Catalonia to call off referendum
THE regional government of Catalonia has decided not to vote on an independence referendum and will announce alternative plans.
The referendum vote, which was planned for November 9 and highly opposed by Madrid’s central government, was cancelled on Monday October 13.
Joan Herrera, a lawmaker for the Catalonia party, said: “The government has determined that the referendum can’t take place.”
Catalan took note of the referendum in Scotland and although the Scots voted against independence, the Catalan National Assembly (ANC), a powerful civil pro-independence group,pushed ahead with ‘independence’ campaigns and door-to-door canvassing.
Although an increasing number of Catalans resent supporting other areas of Spain and believe they are better off on their own, a poll on October 5 showed support for the vote on referendum was dwindling, with only 23 per cent of Catalans supporting the idea.
The leader of Catalonia’s nationalist government, Artur Mas, is scheduled to give a press conference announcing an alternative proposal.
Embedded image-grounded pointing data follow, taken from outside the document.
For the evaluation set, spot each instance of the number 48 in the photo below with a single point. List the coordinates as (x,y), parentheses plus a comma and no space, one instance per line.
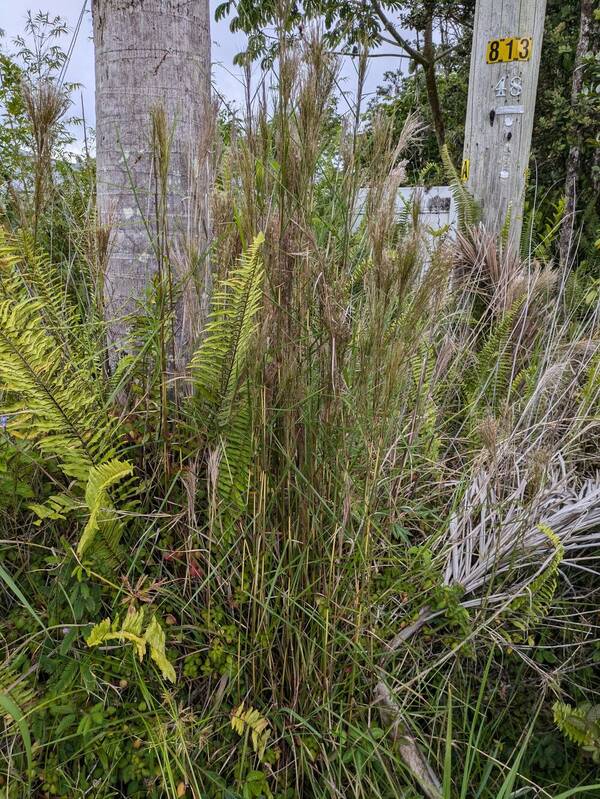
(515,87)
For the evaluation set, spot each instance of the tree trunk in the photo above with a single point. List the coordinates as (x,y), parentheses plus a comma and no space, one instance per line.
(153,131)
(431,84)
(573,158)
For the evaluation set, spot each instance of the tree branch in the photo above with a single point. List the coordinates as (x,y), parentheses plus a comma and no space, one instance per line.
(400,40)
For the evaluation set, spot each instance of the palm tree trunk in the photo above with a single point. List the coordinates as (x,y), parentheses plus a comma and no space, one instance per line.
(153,132)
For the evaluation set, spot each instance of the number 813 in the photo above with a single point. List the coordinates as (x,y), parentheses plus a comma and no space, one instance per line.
(512,48)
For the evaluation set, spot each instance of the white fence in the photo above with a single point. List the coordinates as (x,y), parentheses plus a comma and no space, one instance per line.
(437,211)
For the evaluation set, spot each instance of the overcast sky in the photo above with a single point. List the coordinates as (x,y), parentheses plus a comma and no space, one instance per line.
(226,77)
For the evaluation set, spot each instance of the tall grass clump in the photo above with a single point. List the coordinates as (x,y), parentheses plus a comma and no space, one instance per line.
(353,553)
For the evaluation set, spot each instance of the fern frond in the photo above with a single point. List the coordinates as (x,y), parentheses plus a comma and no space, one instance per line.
(17,687)
(131,629)
(218,362)
(218,368)
(250,720)
(101,479)
(466,208)
(490,374)
(579,724)
(534,603)
(56,400)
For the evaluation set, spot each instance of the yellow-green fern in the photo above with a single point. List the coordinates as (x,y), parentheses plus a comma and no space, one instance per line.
(219,369)
(132,629)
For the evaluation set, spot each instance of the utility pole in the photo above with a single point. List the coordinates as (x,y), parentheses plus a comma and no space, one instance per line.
(505,60)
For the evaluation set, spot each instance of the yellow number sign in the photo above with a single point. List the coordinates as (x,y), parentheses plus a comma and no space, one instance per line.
(513,48)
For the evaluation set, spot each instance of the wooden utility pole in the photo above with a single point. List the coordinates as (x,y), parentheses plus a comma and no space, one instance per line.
(153,63)
(505,60)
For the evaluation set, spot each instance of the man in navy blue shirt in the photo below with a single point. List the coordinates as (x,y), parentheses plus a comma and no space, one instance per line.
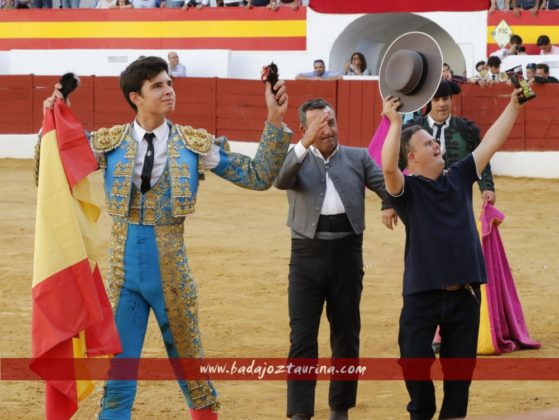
(444,264)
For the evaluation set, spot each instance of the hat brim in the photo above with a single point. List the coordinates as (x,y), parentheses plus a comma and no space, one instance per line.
(426,45)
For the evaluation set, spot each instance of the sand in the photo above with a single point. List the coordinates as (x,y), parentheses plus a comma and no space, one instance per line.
(238,247)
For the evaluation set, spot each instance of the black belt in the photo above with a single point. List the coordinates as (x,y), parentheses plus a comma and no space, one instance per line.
(334,223)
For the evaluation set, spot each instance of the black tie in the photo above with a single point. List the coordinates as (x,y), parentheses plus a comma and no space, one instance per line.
(148,164)
(438,132)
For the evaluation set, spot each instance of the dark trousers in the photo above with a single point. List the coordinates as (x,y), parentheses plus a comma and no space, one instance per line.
(457,313)
(319,271)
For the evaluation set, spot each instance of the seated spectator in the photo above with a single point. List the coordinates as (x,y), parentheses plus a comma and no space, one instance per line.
(482,74)
(542,74)
(358,66)
(106,4)
(530,72)
(144,4)
(544,44)
(257,3)
(70,4)
(275,4)
(495,74)
(41,4)
(514,47)
(531,5)
(448,74)
(122,4)
(319,73)
(501,5)
(176,69)
(550,5)
(233,3)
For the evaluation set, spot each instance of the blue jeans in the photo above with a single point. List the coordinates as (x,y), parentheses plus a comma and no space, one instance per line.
(457,313)
(141,292)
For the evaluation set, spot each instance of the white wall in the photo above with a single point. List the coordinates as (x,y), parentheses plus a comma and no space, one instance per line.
(112,62)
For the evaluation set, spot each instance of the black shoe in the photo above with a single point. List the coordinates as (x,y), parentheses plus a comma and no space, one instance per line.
(338,415)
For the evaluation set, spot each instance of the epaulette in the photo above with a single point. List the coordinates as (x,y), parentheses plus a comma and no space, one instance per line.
(197,140)
(107,139)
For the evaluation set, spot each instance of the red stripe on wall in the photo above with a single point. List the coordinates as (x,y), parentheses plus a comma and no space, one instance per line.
(250,44)
(383,6)
(150,15)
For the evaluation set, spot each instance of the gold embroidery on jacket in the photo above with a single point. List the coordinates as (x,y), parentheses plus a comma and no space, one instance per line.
(107,139)
(181,293)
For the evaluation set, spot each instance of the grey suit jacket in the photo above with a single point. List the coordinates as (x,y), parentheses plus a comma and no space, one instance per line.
(350,169)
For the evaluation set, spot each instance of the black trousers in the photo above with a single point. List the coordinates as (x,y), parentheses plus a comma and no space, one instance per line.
(321,271)
(457,313)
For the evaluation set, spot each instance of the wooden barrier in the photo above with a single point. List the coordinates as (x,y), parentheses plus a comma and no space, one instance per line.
(236,108)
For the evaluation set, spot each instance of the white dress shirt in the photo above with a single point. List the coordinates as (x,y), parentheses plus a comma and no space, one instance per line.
(160,149)
(332,202)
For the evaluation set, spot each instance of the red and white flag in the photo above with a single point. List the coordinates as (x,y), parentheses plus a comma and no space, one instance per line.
(72,317)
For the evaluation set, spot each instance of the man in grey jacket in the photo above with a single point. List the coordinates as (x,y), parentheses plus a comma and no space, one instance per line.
(325,185)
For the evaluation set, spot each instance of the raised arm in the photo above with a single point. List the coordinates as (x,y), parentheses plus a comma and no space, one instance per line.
(497,133)
(393,176)
(259,173)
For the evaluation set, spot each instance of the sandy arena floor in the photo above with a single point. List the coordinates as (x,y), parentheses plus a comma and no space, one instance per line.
(239,249)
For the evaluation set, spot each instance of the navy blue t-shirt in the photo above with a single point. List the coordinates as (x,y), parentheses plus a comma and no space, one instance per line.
(442,242)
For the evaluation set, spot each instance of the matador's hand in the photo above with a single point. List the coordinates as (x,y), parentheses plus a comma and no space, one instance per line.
(389,218)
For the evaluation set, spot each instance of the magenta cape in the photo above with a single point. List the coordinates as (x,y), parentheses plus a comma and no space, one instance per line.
(502,324)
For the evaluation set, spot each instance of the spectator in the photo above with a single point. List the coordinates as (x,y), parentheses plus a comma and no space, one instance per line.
(106,4)
(544,44)
(502,5)
(233,3)
(122,4)
(176,69)
(41,4)
(514,47)
(257,3)
(482,74)
(495,73)
(551,5)
(319,73)
(542,74)
(144,4)
(70,4)
(530,72)
(531,5)
(448,74)
(275,4)
(358,66)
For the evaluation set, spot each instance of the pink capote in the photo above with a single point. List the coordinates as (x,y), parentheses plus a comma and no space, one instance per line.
(375,146)
(508,328)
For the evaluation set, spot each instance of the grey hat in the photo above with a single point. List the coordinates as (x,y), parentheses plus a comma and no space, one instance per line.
(411,69)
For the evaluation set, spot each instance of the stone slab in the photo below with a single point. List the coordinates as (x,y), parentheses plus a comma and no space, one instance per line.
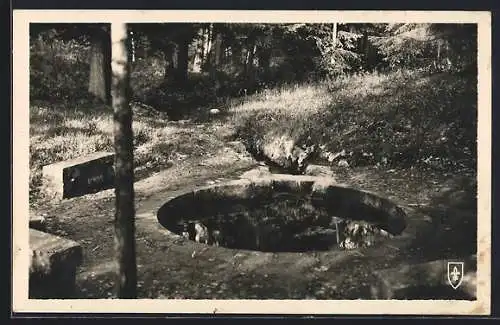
(80,176)
(53,265)
(37,222)
(424,281)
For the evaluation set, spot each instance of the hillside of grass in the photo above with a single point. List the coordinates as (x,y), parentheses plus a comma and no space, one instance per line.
(404,119)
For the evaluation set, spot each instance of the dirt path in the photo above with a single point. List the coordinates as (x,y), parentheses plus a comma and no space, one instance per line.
(169,267)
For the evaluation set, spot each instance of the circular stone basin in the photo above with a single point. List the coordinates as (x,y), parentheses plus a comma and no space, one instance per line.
(278,213)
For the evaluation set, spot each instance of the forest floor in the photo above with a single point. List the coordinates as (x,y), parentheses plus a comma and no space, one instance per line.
(172,156)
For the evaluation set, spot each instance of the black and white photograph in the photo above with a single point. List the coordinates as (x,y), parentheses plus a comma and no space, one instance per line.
(324,162)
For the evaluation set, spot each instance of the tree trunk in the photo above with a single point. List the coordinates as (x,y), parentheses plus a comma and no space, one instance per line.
(198,56)
(218,49)
(126,277)
(265,60)
(334,35)
(132,47)
(207,43)
(100,70)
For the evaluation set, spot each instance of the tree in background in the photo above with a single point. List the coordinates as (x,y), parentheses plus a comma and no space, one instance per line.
(126,281)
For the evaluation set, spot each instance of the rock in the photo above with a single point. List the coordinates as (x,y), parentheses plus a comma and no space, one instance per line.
(318,170)
(424,281)
(343,163)
(53,265)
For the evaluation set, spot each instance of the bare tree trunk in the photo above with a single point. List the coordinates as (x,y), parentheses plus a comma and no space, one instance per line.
(218,49)
(126,277)
(100,70)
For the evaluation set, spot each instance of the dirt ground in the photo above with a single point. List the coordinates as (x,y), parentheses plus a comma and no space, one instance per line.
(439,226)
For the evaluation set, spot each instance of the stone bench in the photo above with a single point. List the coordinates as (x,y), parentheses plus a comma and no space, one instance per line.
(80,176)
(424,281)
(53,265)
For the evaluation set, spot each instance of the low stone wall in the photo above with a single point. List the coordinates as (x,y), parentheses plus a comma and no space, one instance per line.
(53,264)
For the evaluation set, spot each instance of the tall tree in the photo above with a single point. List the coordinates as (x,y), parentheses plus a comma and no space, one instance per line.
(124,170)
(99,77)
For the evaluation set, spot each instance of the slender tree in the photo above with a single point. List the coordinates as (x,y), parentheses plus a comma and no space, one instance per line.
(124,173)
(99,81)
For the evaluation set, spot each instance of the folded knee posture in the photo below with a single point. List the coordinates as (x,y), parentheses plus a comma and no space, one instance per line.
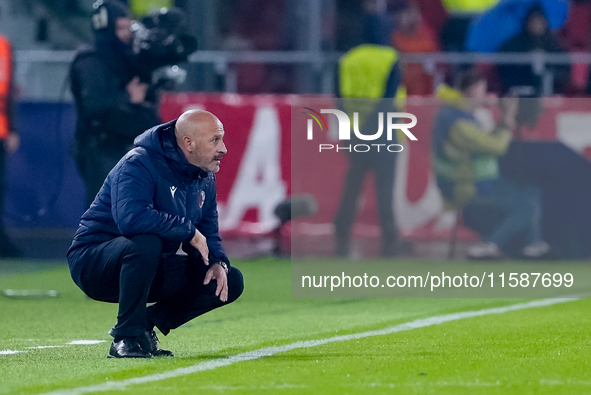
(160,197)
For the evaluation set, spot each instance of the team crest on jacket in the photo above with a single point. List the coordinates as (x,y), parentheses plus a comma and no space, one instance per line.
(201,199)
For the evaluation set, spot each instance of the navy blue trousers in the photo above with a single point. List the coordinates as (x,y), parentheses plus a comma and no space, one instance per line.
(133,272)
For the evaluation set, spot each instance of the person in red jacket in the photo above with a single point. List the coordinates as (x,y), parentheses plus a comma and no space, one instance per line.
(9,139)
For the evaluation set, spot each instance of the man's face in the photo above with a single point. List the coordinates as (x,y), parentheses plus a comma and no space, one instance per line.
(209,147)
(123,30)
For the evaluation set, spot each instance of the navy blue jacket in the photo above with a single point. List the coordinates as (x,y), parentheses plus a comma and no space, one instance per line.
(154,190)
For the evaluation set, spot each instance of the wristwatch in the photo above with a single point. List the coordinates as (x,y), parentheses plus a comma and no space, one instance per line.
(223,265)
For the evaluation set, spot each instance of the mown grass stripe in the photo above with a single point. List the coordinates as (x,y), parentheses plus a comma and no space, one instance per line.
(269,351)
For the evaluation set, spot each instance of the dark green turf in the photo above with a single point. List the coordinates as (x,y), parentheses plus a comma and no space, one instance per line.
(453,355)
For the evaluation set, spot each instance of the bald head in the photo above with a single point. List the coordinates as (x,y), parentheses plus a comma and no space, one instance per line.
(200,136)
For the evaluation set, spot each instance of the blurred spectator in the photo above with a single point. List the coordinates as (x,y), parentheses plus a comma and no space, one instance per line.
(141,8)
(521,80)
(411,34)
(377,23)
(434,13)
(467,169)
(256,25)
(113,106)
(576,37)
(9,139)
(368,71)
(461,14)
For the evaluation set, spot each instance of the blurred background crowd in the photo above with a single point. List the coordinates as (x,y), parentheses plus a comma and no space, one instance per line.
(85,85)
(232,33)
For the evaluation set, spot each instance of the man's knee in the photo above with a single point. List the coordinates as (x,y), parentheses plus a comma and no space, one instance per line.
(235,284)
(147,247)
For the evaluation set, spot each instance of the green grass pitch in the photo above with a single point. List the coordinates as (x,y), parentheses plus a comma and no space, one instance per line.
(538,350)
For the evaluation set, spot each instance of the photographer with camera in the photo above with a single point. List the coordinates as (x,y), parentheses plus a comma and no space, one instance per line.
(113,105)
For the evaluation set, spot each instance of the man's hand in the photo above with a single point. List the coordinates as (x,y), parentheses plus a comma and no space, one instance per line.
(217,272)
(11,143)
(137,90)
(200,243)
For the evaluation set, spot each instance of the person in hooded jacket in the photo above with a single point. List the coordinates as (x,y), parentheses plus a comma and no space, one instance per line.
(522,80)
(113,106)
(159,197)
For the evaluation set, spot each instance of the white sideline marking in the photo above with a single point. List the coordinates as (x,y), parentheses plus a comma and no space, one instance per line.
(269,351)
(9,352)
(41,347)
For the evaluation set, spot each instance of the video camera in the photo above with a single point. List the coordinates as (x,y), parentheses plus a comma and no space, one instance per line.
(163,39)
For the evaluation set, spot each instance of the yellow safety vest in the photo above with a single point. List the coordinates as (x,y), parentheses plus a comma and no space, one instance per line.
(141,8)
(365,69)
(363,74)
(468,6)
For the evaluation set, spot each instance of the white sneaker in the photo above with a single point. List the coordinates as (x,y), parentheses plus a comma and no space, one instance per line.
(484,250)
(536,250)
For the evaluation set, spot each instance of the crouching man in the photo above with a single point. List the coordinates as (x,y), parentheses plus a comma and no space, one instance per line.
(161,195)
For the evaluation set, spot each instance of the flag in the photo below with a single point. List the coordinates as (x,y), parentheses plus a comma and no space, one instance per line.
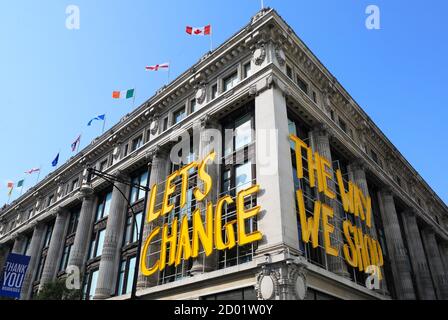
(75,143)
(204,31)
(54,163)
(20,183)
(10,186)
(31,171)
(100,117)
(157,67)
(126,94)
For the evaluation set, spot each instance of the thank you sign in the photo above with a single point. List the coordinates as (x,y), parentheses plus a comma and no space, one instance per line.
(13,275)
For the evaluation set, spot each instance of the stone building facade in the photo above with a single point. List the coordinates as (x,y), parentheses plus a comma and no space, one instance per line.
(263,78)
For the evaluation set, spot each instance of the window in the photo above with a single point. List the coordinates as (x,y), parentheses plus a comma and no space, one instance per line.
(247,70)
(137,193)
(90,284)
(302,84)
(230,81)
(165,124)
(132,229)
(289,72)
(65,256)
(343,125)
(126,276)
(96,245)
(192,105)
(137,143)
(214,91)
(178,115)
(48,235)
(103,206)
(73,222)
(242,132)
(75,184)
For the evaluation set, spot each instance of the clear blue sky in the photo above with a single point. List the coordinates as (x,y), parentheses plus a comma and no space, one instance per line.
(53,80)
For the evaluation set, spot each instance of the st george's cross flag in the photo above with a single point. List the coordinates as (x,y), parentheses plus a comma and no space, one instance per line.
(31,171)
(194,31)
(157,67)
(126,94)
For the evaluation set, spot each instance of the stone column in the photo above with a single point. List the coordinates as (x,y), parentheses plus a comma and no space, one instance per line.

He had previously vowed to respect the law in Spain whilst seeking independence.
With an economy roughly the size of Portugal’s, Catalonia and its 7.5 million inhabitants, approximately 16 per cent of the Spanish population, have long been the economic driving force of the country.
The Summer Olympics of 1992 were partly financed by the Catalan government, which helped turn Barcelona into one of Europe’s most visited cities and boost economy in the region.
Spain’s Prime Minister Mariano Rajoy has called for talks with Catalonia to resolve the deadlock.Commenting at a campaign event, he said: “Law and dialogue, this is the way out of this situation.”